When I appeared a few hours later, looking rather pleased with myself, and with tissues emanating from all pockets, I announced with pride that I felt I had yet again earned the moniker of Proud Canadian.
The Mom cocked an eyebrow and left it at that. She poured me a bowl of soup, and as I sat down to eat it, I noted her face do that thing it does when she wants to ask me to do something, but knows I’m unlikely to want to do any of it.
Her little nose starts to twitch, and she puts on this very silly smile that’s closer to a smirk.
“So, what have you got planned for the afternoon?” she asked.
“Blow my nose about a thousand times, drink at least four cups of tea, settle on the couch with the new Bill Bryson book you got me for my Christmas.”
“Lovely!” she exclaimed. “So you’re not busy and you’ll be around!”
I swear, I would not have been shocked to see her clap her little hands.
In passive aggressive retaliation, one of my specialities, I began to inspect the tiny bits of chicken floating in my soup with surgical precision, pointing out, silently, but by plonking them on my plate, all the veins, and the other squidgy bits that were offending me on my meat.

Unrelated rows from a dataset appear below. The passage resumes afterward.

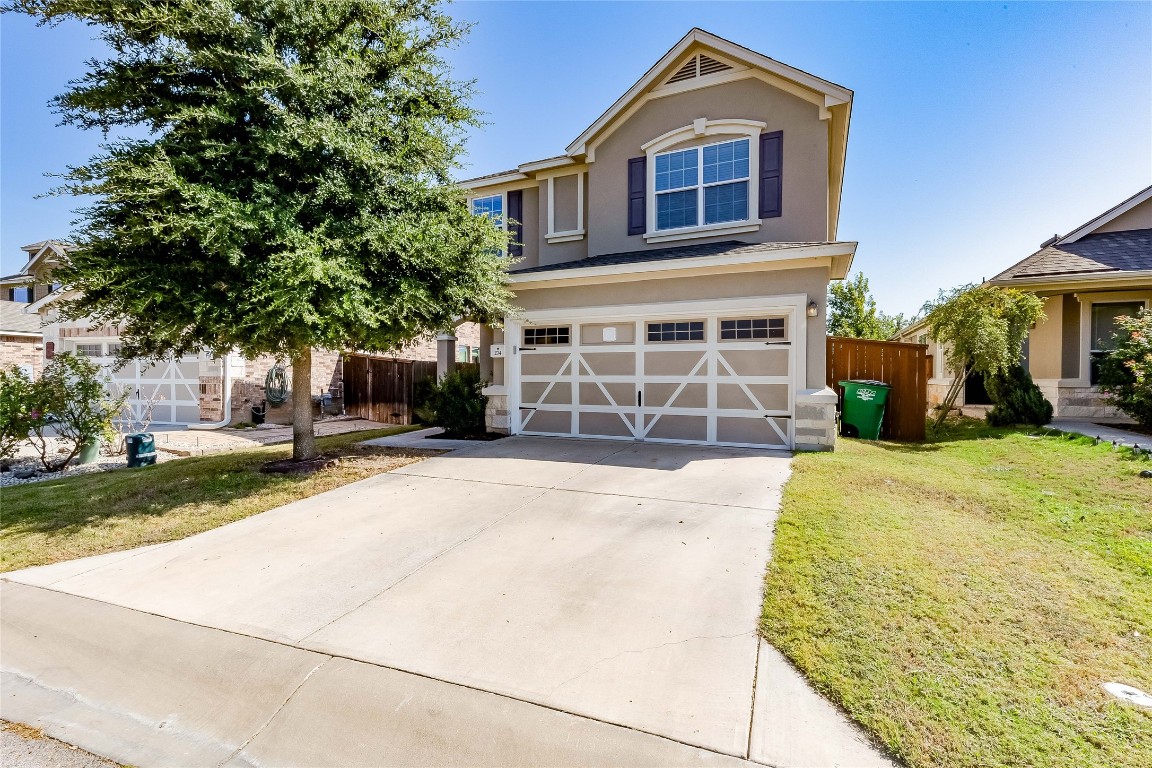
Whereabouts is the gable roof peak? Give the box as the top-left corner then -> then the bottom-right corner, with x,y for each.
1056,184 -> 1152,245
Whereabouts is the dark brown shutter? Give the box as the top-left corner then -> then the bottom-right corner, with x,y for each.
758,131 -> 783,219
627,156 -> 646,235
45,341 -> 55,360
507,189 -> 524,257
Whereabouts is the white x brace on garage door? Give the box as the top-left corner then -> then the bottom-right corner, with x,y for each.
506,295 -> 807,450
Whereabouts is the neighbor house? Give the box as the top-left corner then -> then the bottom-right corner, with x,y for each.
465,29 -> 856,451
7,240 -> 479,426
900,185 -> 1152,420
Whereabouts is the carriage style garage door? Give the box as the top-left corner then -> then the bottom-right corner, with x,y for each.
509,298 -> 803,450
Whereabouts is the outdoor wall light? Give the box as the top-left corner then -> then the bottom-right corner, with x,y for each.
807,300 -> 819,318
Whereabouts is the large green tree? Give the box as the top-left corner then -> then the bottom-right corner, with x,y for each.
828,272 -> 906,340
12,0 -> 514,460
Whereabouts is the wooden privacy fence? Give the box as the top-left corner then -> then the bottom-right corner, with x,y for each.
342,355 -> 438,425
826,336 -> 929,442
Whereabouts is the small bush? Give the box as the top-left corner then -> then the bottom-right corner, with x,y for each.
1097,309 -> 1152,429
417,366 -> 487,437
985,364 -> 1053,427
29,353 -> 129,471
0,367 -> 43,461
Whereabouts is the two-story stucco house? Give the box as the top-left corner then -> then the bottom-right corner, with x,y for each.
467,29 -> 856,451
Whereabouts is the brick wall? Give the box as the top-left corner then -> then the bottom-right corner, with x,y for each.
398,323 -> 482,362
230,348 -> 346,425
0,336 -> 42,376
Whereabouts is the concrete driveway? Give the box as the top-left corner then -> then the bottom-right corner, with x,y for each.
1,436 -> 894,767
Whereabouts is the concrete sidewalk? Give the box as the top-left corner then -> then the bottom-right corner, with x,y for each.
1050,419 -> 1149,449
2,437 -> 895,767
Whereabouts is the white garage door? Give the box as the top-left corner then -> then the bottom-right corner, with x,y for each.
510,300 -> 801,449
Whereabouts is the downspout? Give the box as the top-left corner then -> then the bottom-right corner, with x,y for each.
188,353 -> 234,430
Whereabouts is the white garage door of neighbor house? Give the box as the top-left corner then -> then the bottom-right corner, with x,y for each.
511,301 -> 801,449
66,341 -> 204,425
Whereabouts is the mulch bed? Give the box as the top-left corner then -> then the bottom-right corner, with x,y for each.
260,455 -> 341,474
426,432 -> 507,441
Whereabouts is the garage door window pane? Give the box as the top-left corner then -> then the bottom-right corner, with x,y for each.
524,326 -> 571,345
647,321 -> 704,342
720,318 -> 785,340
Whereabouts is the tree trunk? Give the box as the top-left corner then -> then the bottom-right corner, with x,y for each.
291,346 -> 318,461
931,365 -> 971,431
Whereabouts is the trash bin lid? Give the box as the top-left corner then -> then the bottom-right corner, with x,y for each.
839,379 -> 890,388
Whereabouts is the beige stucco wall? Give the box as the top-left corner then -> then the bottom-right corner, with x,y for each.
537,179 -> 588,266
510,266 -> 829,388
1026,295 -> 1065,380
587,77 -> 830,257
1093,197 -> 1152,234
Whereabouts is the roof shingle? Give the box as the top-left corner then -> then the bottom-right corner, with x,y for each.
0,302 -> 44,335
509,239 -> 840,275
990,229 -> 1152,283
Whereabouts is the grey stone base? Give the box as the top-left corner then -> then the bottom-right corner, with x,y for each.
794,387 -> 838,452
482,385 -> 510,434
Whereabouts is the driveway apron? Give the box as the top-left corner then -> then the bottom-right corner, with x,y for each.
2,436 -> 893,766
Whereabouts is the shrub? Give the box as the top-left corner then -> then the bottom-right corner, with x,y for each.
29,353 -> 129,471
1097,308 -> 1152,429
418,366 -> 487,437
0,367 -> 44,462
984,364 -> 1053,427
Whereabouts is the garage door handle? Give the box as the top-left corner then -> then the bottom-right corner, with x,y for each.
764,341 -> 791,346
637,391 -> 642,407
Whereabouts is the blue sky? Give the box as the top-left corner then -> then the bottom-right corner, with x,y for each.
2,1 -> 1149,316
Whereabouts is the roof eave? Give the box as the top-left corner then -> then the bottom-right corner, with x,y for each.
509,241 -> 857,287
986,270 -> 1152,290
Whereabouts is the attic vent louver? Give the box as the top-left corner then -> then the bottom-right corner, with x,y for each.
698,54 -> 731,76
665,54 -> 734,85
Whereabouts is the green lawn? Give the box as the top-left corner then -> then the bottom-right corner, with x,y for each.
1,426 -> 431,572
761,420 -> 1151,768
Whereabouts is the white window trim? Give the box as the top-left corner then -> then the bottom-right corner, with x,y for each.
642,119 -> 766,243
469,192 -> 508,234
546,173 -> 585,243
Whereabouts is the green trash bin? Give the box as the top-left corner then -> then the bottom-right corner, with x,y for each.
838,380 -> 891,440
125,433 -> 157,468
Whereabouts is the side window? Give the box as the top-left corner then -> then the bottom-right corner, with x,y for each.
471,194 -> 503,225
1090,301 -> 1144,384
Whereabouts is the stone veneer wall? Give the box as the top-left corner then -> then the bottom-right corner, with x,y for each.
1035,382 -> 1130,421
482,385 -> 510,434
794,387 -> 839,451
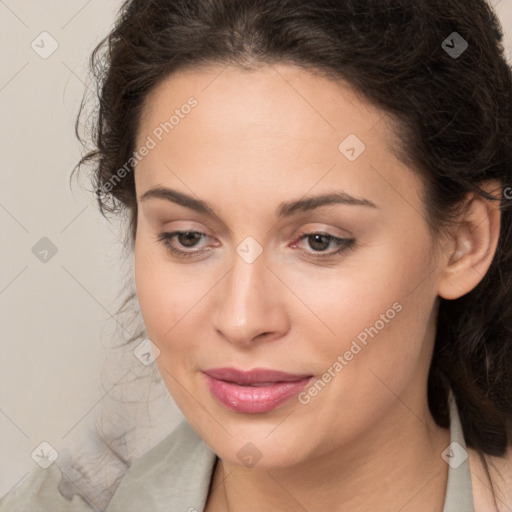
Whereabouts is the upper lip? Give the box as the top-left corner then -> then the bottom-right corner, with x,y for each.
203,367 -> 312,385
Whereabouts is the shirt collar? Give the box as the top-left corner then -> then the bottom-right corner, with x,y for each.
106,389 -> 474,511
442,388 -> 475,511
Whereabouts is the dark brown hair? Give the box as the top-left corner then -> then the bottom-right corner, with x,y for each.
74,0 -> 512,497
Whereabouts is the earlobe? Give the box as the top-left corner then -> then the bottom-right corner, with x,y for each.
438,181 -> 502,301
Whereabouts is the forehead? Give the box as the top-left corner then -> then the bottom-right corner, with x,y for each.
138,62 -> 394,146
134,63 -> 422,215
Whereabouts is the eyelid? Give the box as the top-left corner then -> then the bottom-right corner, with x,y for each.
291,231 -> 355,259
158,230 -> 214,248
294,223 -> 353,239
155,231 -> 213,259
156,227 -> 355,261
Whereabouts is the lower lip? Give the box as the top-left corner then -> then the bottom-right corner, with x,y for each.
204,375 -> 313,413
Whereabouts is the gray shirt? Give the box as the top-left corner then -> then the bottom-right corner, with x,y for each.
0,390 -> 474,511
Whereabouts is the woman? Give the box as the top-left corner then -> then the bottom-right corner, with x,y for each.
2,0 -> 511,510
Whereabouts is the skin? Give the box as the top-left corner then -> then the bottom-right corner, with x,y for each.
132,63 -> 503,511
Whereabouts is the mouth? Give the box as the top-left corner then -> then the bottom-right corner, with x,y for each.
202,367 -> 314,413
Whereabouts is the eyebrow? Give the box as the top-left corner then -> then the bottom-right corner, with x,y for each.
139,186 -> 378,219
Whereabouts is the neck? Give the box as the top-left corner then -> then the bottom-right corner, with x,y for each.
207,396 -> 450,512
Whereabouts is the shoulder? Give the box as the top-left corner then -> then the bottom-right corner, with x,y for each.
468,444 -> 512,512
115,418 -> 211,480
105,419 -> 216,512
0,422 -> 215,512
0,464 -> 95,512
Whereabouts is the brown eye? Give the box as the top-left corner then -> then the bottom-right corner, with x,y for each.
156,231 -> 210,258
306,233 -> 331,251
176,231 -> 203,247
293,232 -> 355,259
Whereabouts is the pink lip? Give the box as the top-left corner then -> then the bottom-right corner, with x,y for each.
203,367 -> 313,413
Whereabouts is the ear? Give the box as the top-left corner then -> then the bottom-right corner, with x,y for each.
438,180 -> 502,300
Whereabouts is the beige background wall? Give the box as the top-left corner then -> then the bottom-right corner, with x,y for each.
1,0 -> 511,499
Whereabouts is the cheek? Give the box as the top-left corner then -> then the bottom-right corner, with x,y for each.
289,229 -> 437,376
133,242 -> 206,411
287,235 -> 438,443
134,233 -> 202,347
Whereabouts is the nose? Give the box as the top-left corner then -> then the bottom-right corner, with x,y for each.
212,250 -> 289,347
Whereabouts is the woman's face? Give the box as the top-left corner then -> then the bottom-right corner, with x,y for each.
133,63 -> 446,468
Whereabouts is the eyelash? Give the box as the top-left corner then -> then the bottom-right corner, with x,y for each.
155,230 -> 355,260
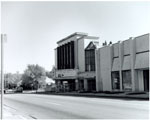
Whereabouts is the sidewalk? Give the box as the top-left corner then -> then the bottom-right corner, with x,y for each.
36,91 -> 149,100
3,105 -> 32,120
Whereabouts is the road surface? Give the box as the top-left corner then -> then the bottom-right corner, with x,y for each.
4,94 -> 149,119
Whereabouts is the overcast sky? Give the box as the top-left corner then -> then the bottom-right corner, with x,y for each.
1,1 -> 150,73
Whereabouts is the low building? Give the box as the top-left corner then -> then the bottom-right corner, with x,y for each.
53,32 -> 99,92
96,33 -> 149,92
53,32 -> 149,92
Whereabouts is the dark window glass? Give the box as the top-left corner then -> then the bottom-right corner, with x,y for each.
112,71 -> 120,90
85,49 -> 95,71
122,70 -> 132,91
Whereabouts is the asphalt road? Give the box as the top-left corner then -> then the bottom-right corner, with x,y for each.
4,94 -> 149,119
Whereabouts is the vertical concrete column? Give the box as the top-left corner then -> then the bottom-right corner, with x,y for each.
56,80 -> 61,92
55,48 -> 57,69
108,46 -> 113,91
66,43 -> 69,69
75,38 -> 78,69
84,79 -> 88,91
63,44 -> 66,69
71,41 -> 75,69
69,42 -> 72,69
60,46 -> 62,69
75,79 -> 79,91
62,45 -> 64,69
58,47 -> 61,69
68,43 -> 71,68
57,47 -> 59,69
95,49 -> 103,91
130,38 -> 136,91
119,41 -> 123,91
95,49 -> 100,91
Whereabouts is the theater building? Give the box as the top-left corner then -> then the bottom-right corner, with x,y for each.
53,32 -> 99,92
53,32 -> 149,92
96,33 -> 149,92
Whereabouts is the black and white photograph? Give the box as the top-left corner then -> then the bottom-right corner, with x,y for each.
1,0 -> 150,119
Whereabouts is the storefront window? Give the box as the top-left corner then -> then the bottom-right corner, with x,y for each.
111,71 -> 120,90
122,70 -> 132,91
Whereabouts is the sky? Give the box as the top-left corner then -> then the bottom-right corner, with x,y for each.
1,1 -> 150,74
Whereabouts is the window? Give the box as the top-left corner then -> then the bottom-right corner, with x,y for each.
85,49 -> 95,71
111,71 -> 120,90
122,70 -> 132,91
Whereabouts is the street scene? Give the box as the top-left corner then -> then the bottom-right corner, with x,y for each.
1,1 -> 150,120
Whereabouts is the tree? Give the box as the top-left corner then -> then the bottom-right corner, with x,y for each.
109,41 -> 112,45
46,66 -> 56,78
4,72 -> 22,89
21,64 -> 46,91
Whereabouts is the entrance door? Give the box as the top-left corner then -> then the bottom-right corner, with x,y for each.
143,70 -> 149,91
111,71 -> 120,90
68,80 -> 75,91
79,80 -> 84,91
88,79 -> 96,91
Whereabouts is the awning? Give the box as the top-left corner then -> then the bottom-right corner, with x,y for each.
112,58 -> 120,71
135,52 -> 149,69
122,56 -> 131,70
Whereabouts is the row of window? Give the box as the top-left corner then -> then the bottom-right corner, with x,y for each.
57,41 -> 75,69
57,42 -> 96,71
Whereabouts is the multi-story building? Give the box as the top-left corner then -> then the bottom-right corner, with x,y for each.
96,33 -> 149,92
53,32 -> 149,92
53,32 -> 99,92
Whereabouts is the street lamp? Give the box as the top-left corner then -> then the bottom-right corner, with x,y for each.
1,34 -> 7,119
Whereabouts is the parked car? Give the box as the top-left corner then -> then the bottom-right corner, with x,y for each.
15,87 -> 23,93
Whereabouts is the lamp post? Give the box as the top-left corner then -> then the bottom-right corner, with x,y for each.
1,34 -> 7,119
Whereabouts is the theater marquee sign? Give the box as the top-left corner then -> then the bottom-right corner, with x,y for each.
56,69 -> 78,78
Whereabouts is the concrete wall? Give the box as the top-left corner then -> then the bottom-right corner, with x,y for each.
123,40 -> 130,55
98,46 -> 112,91
77,38 -> 85,72
112,43 -> 120,71
135,34 -> 149,53
134,34 -> 149,69
113,43 -> 119,57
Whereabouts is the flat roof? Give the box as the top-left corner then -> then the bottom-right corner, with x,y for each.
57,32 -> 88,44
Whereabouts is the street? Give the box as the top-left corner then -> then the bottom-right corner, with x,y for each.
4,94 -> 149,119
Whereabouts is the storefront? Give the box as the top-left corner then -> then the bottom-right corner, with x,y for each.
96,33 -> 149,92
111,71 -> 120,90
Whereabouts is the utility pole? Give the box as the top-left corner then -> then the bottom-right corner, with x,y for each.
1,34 -> 6,119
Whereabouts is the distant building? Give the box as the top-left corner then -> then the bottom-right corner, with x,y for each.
53,33 -> 149,92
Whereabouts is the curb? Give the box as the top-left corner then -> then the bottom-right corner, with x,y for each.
35,92 -> 149,100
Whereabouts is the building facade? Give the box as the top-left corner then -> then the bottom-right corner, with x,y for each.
53,33 -> 149,92
96,33 -> 149,92
53,32 -> 99,92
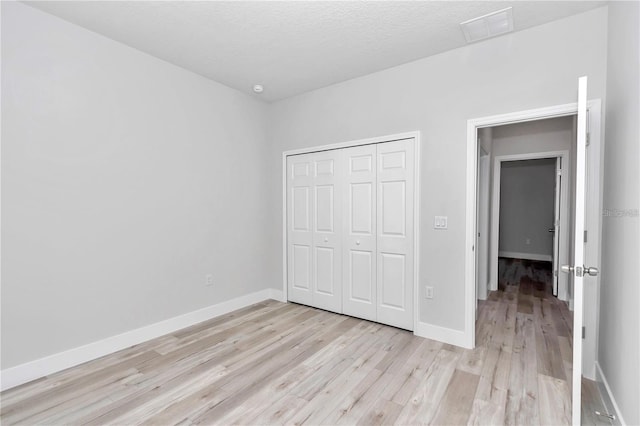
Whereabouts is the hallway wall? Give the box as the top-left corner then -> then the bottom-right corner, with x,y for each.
498,159 -> 556,259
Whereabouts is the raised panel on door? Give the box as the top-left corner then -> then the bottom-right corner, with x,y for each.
342,144 -> 377,322
311,150 -> 343,313
377,139 -> 414,330
287,154 -> 314,305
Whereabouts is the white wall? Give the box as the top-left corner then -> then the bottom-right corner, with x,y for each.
598,2 -> 640,424
1,2 -> 270,369
267,8 -> 608,332
498,159 -> 556,258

“Because Crazy D has tried to install my new printer, well, this was three weeks ago now, with little to no success. Something about an Apple ID and a password.”
“And did you look in the password drawer, where we have all agreed that your passwords and usernames are to be kept?”
“Yes! Yes we did look!”
“Congratulations. What did you find?”
Her face crumpled. “Not the password.”
I looked at her over my large glasses. “We have talked about this. Do you recall those conversations? They’re the ones that often have one of not all of your children shouting at you to put the passwords somewhere safe, somewhere we have all agreed is safe.”
The Mom did nothing but look cowed and sheepish.
Now, let me say that I do not enjoy having to put her through this but it is for her own good. If she cannot operate her own machinery, then it behooves her to at least make it possible for the rest of us to do so.
“I swear I put it there, but we couldn’t find it!”
“Hmmm,” I said. “I doubt that, highly.”
“But!” The Mom sputtered until I held up my hand.
“Stop!” I said. “I will fix this, but later, we are going to have A Serious Talk about this flagrant violation of one of the very few rules we have set out for you.”
Suitably chastised, The Mom retreated behind her trashy novel and lunch resumed. Later, I sorted the printer out (Top Tip: You don’t need the ID if you don’t register the damned thing). But it was a funny moment, wherein I was reminded of the many similar chats we’d had when I was a child. Now I see where I got my petulance from.